Should I use Dynamic Fields to tie my records retention to Records Management? Or are there other alternatives?

asked on January 22, 2014

I currently have our records management folders set up for our various departments. When creating folders inside of the department records management folders, most often your records types (i.e. FIN113 W-9 Forms) are listed under those department parent folders and retention is set on the record type folders. The record type folders may also contain year folders which inherit the retention of the record type. See attached Screen Shots.

 

My question is: what is the preferred or recommended practice for classifying the individual records to the retention? Are most organizations using dynamic fields, which allows the user to first select their department and then the particular record type?
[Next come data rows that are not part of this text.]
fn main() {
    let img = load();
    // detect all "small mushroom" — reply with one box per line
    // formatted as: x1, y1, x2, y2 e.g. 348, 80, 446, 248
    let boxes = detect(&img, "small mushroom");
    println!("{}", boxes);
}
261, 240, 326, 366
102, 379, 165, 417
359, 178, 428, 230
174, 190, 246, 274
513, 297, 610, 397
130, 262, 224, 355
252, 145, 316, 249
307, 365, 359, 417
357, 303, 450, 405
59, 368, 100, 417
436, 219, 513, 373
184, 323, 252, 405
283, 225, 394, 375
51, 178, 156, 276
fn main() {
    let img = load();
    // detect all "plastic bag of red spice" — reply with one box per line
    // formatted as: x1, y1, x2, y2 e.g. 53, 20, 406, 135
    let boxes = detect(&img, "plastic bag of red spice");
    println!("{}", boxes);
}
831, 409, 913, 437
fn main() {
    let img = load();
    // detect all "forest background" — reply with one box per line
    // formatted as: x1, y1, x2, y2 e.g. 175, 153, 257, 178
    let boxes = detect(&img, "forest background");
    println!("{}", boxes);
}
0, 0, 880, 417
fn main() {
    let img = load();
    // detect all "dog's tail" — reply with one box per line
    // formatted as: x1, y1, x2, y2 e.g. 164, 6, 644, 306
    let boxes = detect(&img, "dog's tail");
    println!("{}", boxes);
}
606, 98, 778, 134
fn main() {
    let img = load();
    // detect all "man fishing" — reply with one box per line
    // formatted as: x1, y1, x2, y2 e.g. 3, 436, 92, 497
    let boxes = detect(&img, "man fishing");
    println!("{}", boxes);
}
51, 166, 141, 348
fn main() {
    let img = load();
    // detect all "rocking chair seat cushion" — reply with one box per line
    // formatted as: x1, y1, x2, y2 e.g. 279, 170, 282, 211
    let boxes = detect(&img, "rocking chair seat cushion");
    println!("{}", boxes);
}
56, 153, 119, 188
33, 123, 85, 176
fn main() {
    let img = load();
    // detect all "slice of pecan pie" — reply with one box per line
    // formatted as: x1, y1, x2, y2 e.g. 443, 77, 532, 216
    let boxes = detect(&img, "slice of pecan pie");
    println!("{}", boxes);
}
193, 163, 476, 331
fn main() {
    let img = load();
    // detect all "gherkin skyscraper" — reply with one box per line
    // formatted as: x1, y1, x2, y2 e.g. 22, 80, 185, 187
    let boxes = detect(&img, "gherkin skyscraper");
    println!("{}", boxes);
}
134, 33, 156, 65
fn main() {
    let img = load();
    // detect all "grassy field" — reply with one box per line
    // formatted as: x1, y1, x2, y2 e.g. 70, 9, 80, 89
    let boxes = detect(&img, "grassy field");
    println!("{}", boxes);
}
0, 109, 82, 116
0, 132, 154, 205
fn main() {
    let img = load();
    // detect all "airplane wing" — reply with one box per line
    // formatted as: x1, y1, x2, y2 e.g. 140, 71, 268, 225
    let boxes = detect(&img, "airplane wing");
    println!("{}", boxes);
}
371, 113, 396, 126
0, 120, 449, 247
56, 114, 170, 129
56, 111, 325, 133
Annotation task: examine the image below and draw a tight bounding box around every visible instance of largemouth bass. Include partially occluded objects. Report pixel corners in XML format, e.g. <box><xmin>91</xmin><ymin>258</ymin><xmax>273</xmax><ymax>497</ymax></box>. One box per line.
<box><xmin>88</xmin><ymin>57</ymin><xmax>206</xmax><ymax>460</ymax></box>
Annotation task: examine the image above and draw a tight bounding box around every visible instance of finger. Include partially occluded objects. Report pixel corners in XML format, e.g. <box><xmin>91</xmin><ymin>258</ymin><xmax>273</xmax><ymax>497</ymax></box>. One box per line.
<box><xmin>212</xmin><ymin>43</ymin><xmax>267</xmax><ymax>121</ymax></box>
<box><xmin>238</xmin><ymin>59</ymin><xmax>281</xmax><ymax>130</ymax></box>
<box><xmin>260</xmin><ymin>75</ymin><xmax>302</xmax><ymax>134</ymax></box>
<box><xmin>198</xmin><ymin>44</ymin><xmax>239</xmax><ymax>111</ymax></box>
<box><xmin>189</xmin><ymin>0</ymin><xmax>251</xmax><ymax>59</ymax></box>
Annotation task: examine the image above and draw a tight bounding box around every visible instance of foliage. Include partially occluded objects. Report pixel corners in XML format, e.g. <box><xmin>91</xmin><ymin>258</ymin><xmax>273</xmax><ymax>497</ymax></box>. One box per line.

Example: (Template Field: Department): Finance; (Template Field: Record Type): FIN113 W-9 Form. Many retention schedules could have hundreds of record types, and using dynamic fields would narrow the choices for the user by department, otherwise they would have to choose from a very large list of all record types. Alternatively, are any organizations using BIG Buckets, where the user would choose from a list of actual retention times (i.e. 3 years, 7 years, Closed+7, etc.) This would not be the preferred as your relying on your users to know the specific retention of the record. Most if not all of my Laserfiche templates would contain the same dynamic field for Department & Record Type, so no matter what the record or department is, they can be tied to their repsective retention. Having these fields would also help with pushing the records to the proper Rec.Mgmt. folder by TRM workflow.

 

Any thoughts from the Laserfiche Experts and Community would be most appreciated!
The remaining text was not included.